Statement of Prejudice: None. “Leaf Graffiti” doesn’t strike me as a brilliant title, mind. A first collection.
Reality: Leaf Graffiti opens with a long, free verse series of connected pieces called “Variations on an urban monotone”, the prospect of which immediately gave me the howlers, but happily it takes a good two-thirds of its forty-odd sections before it starts to drag, which is no mean feat. The poem comprises 17-line sections, each concerning a image or theme from the previous section, in which LB does impressive work corralling the unpunctuated and often unsyntactic thoughts, and sounding pretty good doing it; this being a good (and rare) example of a discernible rhythmic pattern surviving free-verse formatting and of some slightly ostentatious page layout working in concert with the content. Otherwise, some of LB’s extended ruminations on summer afternoons and public transport are delicately painted, and show care and neat attention to detail that make the more clichéd passages worthwhile (see ‘vulpine ticks of thought’ or ‘girning drizzle skull clouds’ as examples of LB’s facility with the odd but logical turn of phrase).
The downside, however, is that the attractive statement of the poem is mostly surface level, and the few occasions on which LB approaches the topical (a political conference, tenement housing, her bank statement), the work noticeably flounders. There is little editorial statement, save for some rote decrying of ‘politicians’, while the ‘urban’ strain of the monotone is largely decorative, and slightly more troublesomely, there’s little emotional engagement with all its passing scenery.
As the book progresses, there’s scant deviation from the tone of the opening section: LB persists in a free-associating series of thoughts and visual descriptions, and very few poems carry a discernible thesis. Some of the individual pieces are pretty enough, particularly when the action switches to the natural world, but few bear re-reading, and the cutesiness (eg in “Pond life”: ‘On the mantelpiece a horse is asking me for words / but I keep on only making sounds of horses – / read this book I say. James Joyce, it’s good for you.’) grates. If you read the review of Emily Berry previously on this site, it’s a noticeably similar scenario. Few poems stand out, there is little for the reader to grab onto emotionally, there’s a creeping sense that we are not being addressed but rather overhearing a mind talking to itself.

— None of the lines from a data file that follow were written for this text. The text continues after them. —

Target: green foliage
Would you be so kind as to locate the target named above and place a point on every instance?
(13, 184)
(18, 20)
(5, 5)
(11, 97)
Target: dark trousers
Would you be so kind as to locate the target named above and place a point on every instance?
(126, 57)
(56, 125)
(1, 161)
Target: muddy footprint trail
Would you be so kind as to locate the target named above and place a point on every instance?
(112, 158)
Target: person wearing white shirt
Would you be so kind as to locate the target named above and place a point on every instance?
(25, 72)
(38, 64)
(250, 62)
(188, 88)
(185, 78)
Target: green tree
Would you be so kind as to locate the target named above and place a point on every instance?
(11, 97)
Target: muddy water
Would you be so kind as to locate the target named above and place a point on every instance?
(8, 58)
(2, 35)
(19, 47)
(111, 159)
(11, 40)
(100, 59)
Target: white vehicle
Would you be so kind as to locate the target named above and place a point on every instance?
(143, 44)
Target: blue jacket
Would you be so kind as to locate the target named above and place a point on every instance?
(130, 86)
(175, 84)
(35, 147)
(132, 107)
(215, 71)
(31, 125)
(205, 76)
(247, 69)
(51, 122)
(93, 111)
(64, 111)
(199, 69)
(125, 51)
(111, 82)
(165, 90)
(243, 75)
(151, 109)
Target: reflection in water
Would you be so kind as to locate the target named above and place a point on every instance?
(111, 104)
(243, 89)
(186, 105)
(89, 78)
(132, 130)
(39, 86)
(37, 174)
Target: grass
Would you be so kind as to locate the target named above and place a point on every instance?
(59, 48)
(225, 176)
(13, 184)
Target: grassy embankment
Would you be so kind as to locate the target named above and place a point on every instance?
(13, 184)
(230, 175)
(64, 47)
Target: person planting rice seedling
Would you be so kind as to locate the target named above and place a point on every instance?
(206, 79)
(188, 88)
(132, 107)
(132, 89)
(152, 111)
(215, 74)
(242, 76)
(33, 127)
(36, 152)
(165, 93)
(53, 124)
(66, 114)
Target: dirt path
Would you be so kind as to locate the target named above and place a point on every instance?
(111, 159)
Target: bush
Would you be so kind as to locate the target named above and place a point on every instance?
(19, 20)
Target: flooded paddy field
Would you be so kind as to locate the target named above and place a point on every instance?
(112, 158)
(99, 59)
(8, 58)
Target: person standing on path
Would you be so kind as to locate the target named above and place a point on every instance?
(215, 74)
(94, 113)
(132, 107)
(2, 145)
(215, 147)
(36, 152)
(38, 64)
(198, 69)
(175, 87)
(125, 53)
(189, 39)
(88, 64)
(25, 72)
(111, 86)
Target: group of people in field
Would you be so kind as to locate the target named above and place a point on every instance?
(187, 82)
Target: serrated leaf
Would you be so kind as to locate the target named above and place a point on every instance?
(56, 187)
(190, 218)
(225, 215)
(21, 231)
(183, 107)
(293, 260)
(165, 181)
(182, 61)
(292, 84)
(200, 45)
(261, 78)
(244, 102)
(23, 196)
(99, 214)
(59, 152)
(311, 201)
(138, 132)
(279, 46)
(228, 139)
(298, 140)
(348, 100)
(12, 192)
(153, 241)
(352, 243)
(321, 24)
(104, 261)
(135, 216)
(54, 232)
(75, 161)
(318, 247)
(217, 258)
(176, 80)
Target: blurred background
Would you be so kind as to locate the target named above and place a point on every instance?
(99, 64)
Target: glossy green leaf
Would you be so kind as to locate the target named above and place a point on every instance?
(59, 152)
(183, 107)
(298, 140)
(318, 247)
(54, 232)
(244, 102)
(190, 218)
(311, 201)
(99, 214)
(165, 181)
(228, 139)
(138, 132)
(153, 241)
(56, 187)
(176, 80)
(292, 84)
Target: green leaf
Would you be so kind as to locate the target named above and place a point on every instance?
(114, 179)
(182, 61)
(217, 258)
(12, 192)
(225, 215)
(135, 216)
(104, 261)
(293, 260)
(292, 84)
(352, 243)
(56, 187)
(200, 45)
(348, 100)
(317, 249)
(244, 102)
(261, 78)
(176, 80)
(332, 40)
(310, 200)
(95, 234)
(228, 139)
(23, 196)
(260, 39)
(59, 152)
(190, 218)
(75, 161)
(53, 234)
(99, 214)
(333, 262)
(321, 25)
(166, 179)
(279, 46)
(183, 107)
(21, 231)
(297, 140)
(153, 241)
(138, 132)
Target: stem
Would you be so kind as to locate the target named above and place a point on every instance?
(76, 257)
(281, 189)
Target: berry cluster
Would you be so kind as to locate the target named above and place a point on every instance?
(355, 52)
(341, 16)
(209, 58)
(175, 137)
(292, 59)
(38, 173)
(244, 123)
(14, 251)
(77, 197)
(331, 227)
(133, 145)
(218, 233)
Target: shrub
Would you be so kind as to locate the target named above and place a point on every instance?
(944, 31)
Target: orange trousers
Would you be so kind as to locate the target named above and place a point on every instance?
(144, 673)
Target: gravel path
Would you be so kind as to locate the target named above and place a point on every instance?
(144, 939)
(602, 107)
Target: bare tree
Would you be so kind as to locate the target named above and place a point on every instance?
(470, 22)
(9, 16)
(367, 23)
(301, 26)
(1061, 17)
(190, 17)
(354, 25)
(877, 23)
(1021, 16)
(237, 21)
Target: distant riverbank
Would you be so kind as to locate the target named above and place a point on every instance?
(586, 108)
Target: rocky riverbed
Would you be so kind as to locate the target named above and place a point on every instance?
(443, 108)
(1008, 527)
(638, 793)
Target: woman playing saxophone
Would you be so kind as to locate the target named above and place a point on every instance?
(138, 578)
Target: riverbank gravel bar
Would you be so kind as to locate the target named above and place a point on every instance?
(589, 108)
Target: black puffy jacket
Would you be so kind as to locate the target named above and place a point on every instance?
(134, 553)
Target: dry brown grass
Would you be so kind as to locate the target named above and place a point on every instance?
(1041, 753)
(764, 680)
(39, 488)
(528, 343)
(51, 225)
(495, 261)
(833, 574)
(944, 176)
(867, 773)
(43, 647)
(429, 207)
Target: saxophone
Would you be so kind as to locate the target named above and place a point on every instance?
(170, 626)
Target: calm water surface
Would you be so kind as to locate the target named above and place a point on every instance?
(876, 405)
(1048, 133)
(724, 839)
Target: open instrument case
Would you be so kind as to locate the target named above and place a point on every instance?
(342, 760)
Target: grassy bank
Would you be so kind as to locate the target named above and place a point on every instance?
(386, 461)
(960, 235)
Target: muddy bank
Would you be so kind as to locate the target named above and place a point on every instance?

As an aside – I’m finding it difficult to come up with fresh talking points regarding Leaf Graffiti – there is of course a rich tradition of the overheard conversation/monologue in poetry, it’s one of the form’s fundamental modes of address. But the importance of the fact that an audience is looking over your shoulder as you write your love letter/reverie/etc cannot be overestimated. With all the good will in the world the poet must work especially hard to cover the piece’s emotional heavy lifting, particularly intense in the particularly active medium of poetry (as opposed, say, to the relatively passive video games or television). That’s the assumed contract. You get your name on a slim volume and, provided I fully engage with what you’ve given me, my understanding of life is enriched, I am better equipped for its endurance. If that seems a bum deal consider an alternative: you get your name on a slim volume and I waste a few hours of my day listening to you describe sunsets and your noticeably sniffy distaste for the underclass. Being a poet is not glamorous, or at least it shouldn’t be. As a message to all poets, and as a decent touchstone to anyone consistently reading these reviews: remember: it’s not about you.
Tl;dr: back to the text at hand, if you don’t like haiku-style non-sequential thinking, there’s little to enjoy. Each poem feels much like the last, and a commendable sense that LB sees the natural world as something sacred and inherently valuable is shouted down by the book’s sheer volume and scattershot focus. Leaf Graffiti is worth picking up and skimming for neat turns of phrase and clever descriptors (“The chickens were with the gold at the furthest outer limits of the rainbow”; “i love a smoking glaswegian / strawberry in concrete”), but far too often these neat turns are rather incidental, and poems have an irritating habit of leaving their last line hanging in ostensibly significant white-space-come-silence. The goal suggested by its title –I assume an attempt to comingle the urban and the pastoral – is not achieved; the two remain largely segregated and there is a clear split between LB’s attitudes to the exalted trees and the repellent streets. At just under 90 pages, this is too long a read for too little reward.